After funding from the college was cut, WMSE became even more dependent on listener support. The station allots two weeks out of the year, one in the fall and one in the spring in which listeners can pledge. These pledge drive typically include numerous on-air live performances from both local and national artists. Though there are designated times for donation, WMSE accepts any donations at any time in the year.

They also hold an annual Rockabilly Chili Contest and a Food Slam Competition that many local businesses participate in.
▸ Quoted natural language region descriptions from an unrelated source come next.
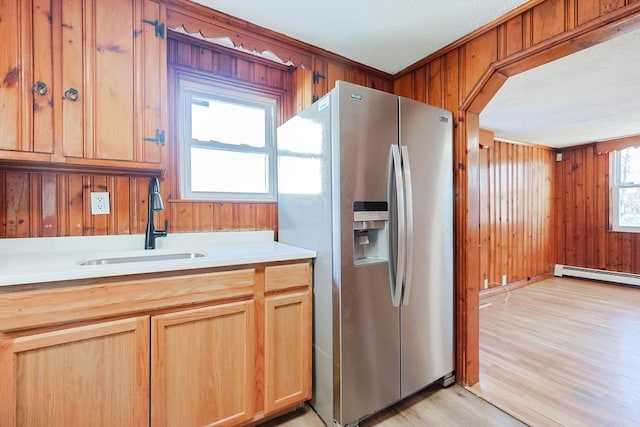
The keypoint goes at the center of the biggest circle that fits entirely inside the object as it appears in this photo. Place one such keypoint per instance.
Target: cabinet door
(111, 96)
(202, 369)
(95, 375)
(287, 350)
(26, 73)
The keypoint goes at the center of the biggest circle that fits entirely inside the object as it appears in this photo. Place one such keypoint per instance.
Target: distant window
(625, 190)
(226, 143)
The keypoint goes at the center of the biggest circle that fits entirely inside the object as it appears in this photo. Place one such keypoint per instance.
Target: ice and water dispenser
(370, 232)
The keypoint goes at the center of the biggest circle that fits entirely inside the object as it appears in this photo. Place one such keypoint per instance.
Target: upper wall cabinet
(26, 78)
(85, 82)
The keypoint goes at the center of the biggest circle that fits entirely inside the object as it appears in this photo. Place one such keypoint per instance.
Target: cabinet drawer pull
(40, 88)
(71, 94)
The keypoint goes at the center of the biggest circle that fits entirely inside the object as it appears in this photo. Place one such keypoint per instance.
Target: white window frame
(614, 193)
(189, 86)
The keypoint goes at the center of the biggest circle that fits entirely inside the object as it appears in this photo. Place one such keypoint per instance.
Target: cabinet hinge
(159, 138)
(316, 76)
(158, 27)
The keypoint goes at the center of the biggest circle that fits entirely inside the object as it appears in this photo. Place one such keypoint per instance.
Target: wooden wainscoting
(50, 204)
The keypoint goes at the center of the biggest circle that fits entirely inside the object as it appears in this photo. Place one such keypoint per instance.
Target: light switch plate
(100, 203)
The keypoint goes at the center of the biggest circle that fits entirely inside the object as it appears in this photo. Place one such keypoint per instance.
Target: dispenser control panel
(370, 232)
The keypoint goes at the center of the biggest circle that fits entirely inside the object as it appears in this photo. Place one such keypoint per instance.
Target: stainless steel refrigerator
(365, 178)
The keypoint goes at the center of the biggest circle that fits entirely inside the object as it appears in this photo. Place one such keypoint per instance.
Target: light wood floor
(563, 352)
(433, 407)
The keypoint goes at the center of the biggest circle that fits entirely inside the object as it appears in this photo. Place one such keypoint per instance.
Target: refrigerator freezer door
(368, 354)
(305, 220)
(427, 320)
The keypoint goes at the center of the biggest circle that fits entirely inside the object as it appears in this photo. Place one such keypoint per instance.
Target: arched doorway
(468, 285)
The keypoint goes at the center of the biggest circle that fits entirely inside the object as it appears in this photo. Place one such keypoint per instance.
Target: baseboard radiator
(594, 274)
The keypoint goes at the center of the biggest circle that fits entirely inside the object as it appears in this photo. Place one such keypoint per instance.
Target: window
(625, 190)
(227, 139)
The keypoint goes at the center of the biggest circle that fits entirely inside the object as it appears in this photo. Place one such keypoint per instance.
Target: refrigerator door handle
(395, 176)
(406, 169)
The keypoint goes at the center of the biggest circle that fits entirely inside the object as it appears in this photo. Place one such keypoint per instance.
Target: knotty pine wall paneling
(463, 77)
(583, 236)
(516, 212)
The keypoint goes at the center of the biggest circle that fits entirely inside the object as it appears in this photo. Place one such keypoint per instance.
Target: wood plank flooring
(433, 407)
(563, 352)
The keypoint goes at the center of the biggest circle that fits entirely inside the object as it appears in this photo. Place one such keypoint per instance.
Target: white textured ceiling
(591, 95)
(388, 35)
(588, 96)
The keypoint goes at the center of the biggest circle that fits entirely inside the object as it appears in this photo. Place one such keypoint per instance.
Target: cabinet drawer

For their 25th anniversary on March 17, 2006, they made available several limited edition prints of works donated by local artists for individuals who donated above a certain level.

==Projects==
In 2004, WMSE launched the Milwaukee Sound Environment (M.S.E.) Project, a music resource for Milwaukee area artists and listeners. Established with a grant from the Milwaukee Arts Board and the Wisconsin Arts Board, The M.S.E. Project web site includes music news, Mp3's from local artists, and FAQs for bands interested in getting their music heard on the station. The project also established a dedicated time-slot for live in-studio performances.

==Schedule, current content==
The broadcast day is divided into eight three-hour programs for a total of 56 programs during a week. Like much of college radio, DJs are not required to play song lists and a great deal of diversity exists between the 56 various shows. With the exception of the Blues Drive in afternoon drive, timeslots are not content specific.